The Complete Novels of Charlotte Brontë

Home > Literature > The Complete Novels of Charlotte Brontë > Page 112
The Complete Novels of Charlotte Brontë Page 112

by Charlotte Bronte


  What he read she repeated. She caught his accent in three minutes.

  “Très bien,” was the approving comment at the close of the piece.

  “C’est presque le Français rattrapé, n’est-ce pas?”

  “You could not write French as you once could, I dare say?”

  “Oh no! I should make strange work of my concords now.”

  “You could not compose the devoir of ‘La Première Femme Savante’?”

  “Do you still remember that rubbish?”

  “Every line.”

  “I doubt you.”

  “I will engage to repeat it word for word.”

  “You would stop short at the first line.”

  “Challenge me to the experiment.”

  “I challenge you.”

  He proceeded to recite the following.
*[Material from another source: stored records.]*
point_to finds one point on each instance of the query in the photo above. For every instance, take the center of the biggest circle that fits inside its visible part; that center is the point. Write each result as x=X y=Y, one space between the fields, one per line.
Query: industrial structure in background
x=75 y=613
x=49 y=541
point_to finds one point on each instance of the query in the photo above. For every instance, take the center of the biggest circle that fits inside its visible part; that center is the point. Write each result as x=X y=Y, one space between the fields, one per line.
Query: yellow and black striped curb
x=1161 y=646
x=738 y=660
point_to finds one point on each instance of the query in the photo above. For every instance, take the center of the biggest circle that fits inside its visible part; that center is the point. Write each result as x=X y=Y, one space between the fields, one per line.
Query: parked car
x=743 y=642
He gave it in French, but we must translate, on pain of being unintelligible to some readers.

  “And it came to pass, when men began to multiply on the face of the earth, and daughters were born unto them, that the sons of God saw the daughters of men that they were fair; and they took them wives of all which they chose.”

  This was in the dawn of time, before the morning stars were set, and while they yet sang together.

  The epoch is so remote, the mists and dewy gray of matin twilight veil it with so vague an obscurity, that all distinct feature of custom, all clear line of locality, evade perception and baffle research. It must suffice to know that the world then existed; that men peopled it; that man’s nature, with its passions, sympathies, pains, and pleasures, informed the planet and gave it soul.

  A certain tribe colonized a certain spot on the globe; of what race this tribe — unknown; in what region that spot — untold. We usually think of the East when we refer to transactions of that date; but who shall declare that there was no life in the West, the South, the North? What is to disprove that this tribe, instead of camping under palm groves in Asia, wandered beneath island oak woods rooted in our own seas of Europe?

  It is no sandy plain, nor any circumscribed and scant oasis I seem to realize. A forest valley, with rocky sides and brown profundity of shade, formed by tree crowding on tree, descends deep before me. Here, indeed, dwell human beings, but so few, and in alleys so thick branched and overarched, they are neither heard nor seen. Are they savage? Doubtless. They live by the crook and the bow; half shepherds, half hunters, their flocks wander wild as their prey. Are they happy? No, not more happy than we are at this day. Are they good? No, not better than ourselves. Their nature is our nature — human both. There is one in this tribe too often miserable — a child bereaved of both parents. None cares for this child. She is fed sometimes, but oftener forgotten. A hut rarely receives her; the hollow tree and chill cavern are her home. Forsaken, lost, and wandering, she lives more with the wild beast and bird than with her own kind. Hunger and cold are her comrades; sadness hovers over, and solitude besets her round. Unheeded and unvalued, she should die; but she both lives and grows. The green wilderness nurses her, and becomes to her a mother; feeds her on juicy berry, on saccharine root and nut.

  There is something in the air of this clime which fosters life kindly. There must be something, too, in its dews which heals with sovereign balm. Its gentle seasons exaggerate no passion, no sense; its temperature tends to harmony; its breezes, you would say, bring down from heaven the germ of pure thought and purer feeling. Not grotesquely fantastic are the forms of cliff and foliage, not violently vivid the colouring of flower and bird. In all the grandeur of these forests there is repose; in all their freshness there is tenderness.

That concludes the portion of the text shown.